Bone mineral density status and prevalence of osteoporosis in postmenopausal Northern and Southern Chinese women

Thursday, Feb 01, 2018

Latest: Bone mineral density status and prevalence of osteoporosis in postmenopausal Northern and Southern Chinese women


Lau EM, Chung HL, Ha PC, Tang H, Lam D. Bone mineral density, anthropometric indices, and the prevalence of osteoporosis in Northern (Beijing) Chinese and Southern (Hong Kong) Chinese women – The largest comparative study to date. J Clin Densitom. Epub 2015 Jan 13;S1094-6950. Link to PubMed

  • Background:
    The incidences of osteoporosis and hip fractures have been on the rise in some Asian countries. This study aims to gain insight into aetiology behind by comparing bone health indicators between Northern Chinese (Beijing) and Southern Chinese (Hong Kong) women.
  • Method:
    Method: A total number of 6,099 and 6,302 Chinese postmenopausal women aged 50 to 89 years old from Hong Kong and Beijing were recruited respectively from 2008 to 2011. Height, weight and BMI were measured and compared between the two groups, as well as bone mineral density (BMD) that was measured by DXA scans at the spine (L1-L4 level), total hip and femoral neck, and expressed as BMD (g/cm2)
  • Key Findings:
    • The prevalence of osteoporosis increased rapidly with age, where Hong Kong women had a higher overall prevalence (24.9%) than that in Beijing women (20.3%).
    • After adjustments for age, height and weight were made, the BMD of Hong Kong Chinese women was found to be significantly higher than that in Beijing Chinese women, with differences of 4.8%, 2.7% and 1.4% at the lumbar spine, total hip and femoral neck respectively.
    • Body weight accounted for 13.3%, 14.6%, and 10.6% of the difference in BMD of lumbar spine, total hip, and femoral neck respectively between the 2 populations.
    • Independent of age, for each 5 kg increase in body weight in Hong Kong Chinese women, BMD increased by 0.035, 0.026 and 0.022 g/cm2 at lumbar spine, total hip and femoral neck respectively, where the increments observed were significantly higher than those in Beijing Chinese women across all sites.

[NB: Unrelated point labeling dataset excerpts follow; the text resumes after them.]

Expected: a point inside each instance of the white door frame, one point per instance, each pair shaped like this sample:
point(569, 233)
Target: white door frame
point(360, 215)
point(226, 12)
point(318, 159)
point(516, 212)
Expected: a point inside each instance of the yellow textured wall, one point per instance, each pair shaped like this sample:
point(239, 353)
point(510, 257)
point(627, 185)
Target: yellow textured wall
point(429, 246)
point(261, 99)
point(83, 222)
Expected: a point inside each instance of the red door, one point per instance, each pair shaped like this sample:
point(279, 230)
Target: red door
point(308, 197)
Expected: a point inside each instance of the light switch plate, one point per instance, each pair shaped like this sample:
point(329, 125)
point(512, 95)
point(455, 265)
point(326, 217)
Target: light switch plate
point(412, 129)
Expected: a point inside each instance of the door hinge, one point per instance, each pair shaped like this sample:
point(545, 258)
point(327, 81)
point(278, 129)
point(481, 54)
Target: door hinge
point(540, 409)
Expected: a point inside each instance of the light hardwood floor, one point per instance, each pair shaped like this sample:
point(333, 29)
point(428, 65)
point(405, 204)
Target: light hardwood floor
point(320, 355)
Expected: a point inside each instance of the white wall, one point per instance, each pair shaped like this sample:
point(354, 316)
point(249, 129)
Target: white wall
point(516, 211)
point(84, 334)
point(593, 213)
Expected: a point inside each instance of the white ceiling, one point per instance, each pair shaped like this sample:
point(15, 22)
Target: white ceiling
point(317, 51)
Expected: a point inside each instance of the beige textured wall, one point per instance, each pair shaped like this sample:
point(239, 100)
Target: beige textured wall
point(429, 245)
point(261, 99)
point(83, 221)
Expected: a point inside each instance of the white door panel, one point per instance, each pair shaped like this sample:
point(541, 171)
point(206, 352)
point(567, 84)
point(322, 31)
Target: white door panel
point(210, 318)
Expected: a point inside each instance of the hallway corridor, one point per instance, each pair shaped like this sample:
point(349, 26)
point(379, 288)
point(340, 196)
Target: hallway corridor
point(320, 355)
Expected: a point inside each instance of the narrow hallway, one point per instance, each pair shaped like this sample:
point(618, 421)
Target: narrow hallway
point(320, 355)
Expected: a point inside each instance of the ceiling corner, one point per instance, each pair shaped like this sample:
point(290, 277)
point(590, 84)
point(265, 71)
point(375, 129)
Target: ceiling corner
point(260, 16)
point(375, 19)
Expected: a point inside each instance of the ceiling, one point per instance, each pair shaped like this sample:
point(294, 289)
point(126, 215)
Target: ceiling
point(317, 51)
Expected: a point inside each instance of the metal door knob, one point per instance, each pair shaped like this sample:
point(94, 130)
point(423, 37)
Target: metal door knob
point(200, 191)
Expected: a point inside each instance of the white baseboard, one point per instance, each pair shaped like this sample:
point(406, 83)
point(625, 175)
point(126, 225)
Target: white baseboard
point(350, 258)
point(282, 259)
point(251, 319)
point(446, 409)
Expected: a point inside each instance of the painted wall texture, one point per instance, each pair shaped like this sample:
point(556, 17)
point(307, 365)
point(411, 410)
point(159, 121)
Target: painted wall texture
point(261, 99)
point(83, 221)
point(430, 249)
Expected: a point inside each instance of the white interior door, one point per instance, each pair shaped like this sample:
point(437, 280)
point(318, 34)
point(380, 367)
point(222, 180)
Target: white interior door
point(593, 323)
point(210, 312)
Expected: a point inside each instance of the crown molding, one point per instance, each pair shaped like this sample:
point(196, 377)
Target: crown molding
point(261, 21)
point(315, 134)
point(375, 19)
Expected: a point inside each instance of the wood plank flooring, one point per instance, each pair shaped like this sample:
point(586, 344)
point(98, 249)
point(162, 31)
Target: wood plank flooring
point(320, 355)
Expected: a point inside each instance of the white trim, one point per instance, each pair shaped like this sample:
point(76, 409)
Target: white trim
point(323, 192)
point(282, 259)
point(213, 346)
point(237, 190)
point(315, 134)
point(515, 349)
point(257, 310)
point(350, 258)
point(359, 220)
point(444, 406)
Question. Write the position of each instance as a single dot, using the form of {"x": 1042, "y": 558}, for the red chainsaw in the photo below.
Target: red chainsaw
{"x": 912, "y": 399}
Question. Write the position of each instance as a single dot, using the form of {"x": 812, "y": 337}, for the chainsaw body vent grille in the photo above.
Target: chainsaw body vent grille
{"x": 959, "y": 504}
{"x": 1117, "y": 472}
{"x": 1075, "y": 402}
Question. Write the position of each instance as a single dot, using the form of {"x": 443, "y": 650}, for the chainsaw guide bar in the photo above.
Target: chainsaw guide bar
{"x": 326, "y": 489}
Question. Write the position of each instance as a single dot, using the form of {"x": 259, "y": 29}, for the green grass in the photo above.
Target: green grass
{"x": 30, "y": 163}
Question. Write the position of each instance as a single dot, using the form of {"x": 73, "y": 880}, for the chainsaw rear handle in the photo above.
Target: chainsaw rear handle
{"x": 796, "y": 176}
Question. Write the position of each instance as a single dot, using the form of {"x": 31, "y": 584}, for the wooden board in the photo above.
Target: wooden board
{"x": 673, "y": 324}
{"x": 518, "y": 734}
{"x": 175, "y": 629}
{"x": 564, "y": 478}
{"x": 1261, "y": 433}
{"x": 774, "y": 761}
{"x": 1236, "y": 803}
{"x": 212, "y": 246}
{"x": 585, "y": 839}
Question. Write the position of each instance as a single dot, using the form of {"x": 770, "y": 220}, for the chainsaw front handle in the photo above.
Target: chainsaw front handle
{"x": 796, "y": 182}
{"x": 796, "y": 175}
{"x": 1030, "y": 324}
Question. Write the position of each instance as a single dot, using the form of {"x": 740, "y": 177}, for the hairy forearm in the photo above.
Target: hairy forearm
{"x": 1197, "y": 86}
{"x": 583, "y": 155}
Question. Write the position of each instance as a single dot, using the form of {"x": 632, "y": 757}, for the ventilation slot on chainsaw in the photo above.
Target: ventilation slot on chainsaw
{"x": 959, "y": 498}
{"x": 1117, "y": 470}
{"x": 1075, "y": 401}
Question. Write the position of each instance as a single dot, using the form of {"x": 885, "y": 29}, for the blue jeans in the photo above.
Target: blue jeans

Postulated reasons for the relationship include additional load carried by skeleton, fat-bone interaction and genetic variations.
  • Conclusion:
    BMD of Southern Chinese women living in Hong Kong was higher than Northern Chinese women living in Beijing. The overall prevalence of osteoporosis is high in both populations and continues to be a major public health problem.